Like the Sun, Vega burns hydrogen in its core, but because it’s hotter and more massive, it will exhaust its energy reserves sooner. At present, the star is about 455 million years old. Vega will leave the main sequence in about 500 million years and bloat into a red giant before expelling its atmosphere and evolving into a white dwarf encircled by a planetary nebula. The next time you observe the Ring Nebula (M57), imagine Vega as its replacement long after the current Ring has expanded and faded beyond recognition.

Vega Sun comparison

Young stars often rotate rapidly, and Vega is no exception, spinning once on its axis every 12.5 hours. Compare that to our sluggard Sun, which takes an average of 27 days. Gaseous objects like stars flex as they spin, so Vega’s speedy rotation has stretched it into an egg-like shape called an oblate spheroid. Its equator diameter is 2.82 times that of the Sun, with a polar diameter of 2.36 solar, a difference of 19 percent. From our earthly vantage point we look almost straight down one of its poles.

Vega’s shape combined with its rapid spin heats up the polar regions and chills the equatorial zone, making the pole brighter than the equator, a phenomenon known as gravity darkening. The temperature difference is significant: 9,700°C (17,500°F) in the polar regions versus 7,900°C (14,200°F) at the equator.

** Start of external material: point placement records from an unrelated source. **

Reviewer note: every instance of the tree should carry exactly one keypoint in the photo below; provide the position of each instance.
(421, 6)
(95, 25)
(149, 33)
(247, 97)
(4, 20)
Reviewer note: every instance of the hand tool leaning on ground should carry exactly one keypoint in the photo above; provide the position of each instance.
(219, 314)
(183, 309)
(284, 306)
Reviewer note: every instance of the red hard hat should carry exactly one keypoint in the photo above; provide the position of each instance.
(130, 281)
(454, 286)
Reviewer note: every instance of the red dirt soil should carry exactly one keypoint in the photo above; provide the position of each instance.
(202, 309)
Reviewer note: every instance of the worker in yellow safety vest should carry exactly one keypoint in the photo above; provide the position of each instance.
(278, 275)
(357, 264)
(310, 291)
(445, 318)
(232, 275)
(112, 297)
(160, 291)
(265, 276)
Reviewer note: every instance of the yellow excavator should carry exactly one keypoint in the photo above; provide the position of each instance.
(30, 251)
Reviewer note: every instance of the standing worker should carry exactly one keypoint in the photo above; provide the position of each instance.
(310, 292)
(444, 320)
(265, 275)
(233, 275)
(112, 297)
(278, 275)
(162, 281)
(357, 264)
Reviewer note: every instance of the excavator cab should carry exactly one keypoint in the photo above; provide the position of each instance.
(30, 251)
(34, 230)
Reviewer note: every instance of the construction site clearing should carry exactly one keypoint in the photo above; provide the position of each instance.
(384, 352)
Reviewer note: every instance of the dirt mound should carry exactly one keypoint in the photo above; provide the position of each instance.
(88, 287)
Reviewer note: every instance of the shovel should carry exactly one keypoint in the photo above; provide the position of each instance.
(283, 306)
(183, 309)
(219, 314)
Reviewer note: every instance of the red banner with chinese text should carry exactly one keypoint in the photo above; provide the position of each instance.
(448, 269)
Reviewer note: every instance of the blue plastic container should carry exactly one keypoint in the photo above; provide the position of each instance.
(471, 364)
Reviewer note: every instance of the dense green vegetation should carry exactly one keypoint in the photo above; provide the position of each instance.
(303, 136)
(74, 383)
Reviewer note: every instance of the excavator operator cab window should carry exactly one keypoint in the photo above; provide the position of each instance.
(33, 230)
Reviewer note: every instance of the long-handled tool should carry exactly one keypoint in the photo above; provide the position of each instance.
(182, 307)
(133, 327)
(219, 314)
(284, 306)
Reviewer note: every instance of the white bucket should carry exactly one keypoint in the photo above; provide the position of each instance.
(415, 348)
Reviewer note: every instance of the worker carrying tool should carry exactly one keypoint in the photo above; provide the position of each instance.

Rocky times for a young solar system

PLANET OR CATASTROPHE?

While Vega may host an as-yet-unconfirmed Neptune-size planet, we have definitive proof of a dusty debris disk surrounding the star that’s likely composed of an amalgam of silicate and carbonaceous grains. The rubbly ring may be home to protoplanets in the rough-and-tumble process of becoming full-fledged planets or the dusty aftermath of a large and recent collision. The Infrared Astronomical Satellite (IRAS) detected an excess of warm, infrared emission around the star in 1983, later photographed by NASA’s Spitzer Space Telescope. I should note that the discovery was another feather in Vega’s cap — the first star discovered surrounded by a disk of warm dust.

Vega forever #1

Back in 12,000 BC, Vega was the Pole Star and will be again around AD 13,700. Gravitational forces exerted by the Sun and Moon on Earth’s equatorial bulge causes the axis to slowly gyrate with a period of around 26,000 years. Right now, the north polar axis points at Polaris in the Little Dipper, our current North Star. But 12,000 years hence it will aim toward Vega, ensuring that the star’s notoriety will persist for millennia. There’s more. Ten precession cycles from now it will pass nearest Earth and shine brighter than ever at magnitude –1.4!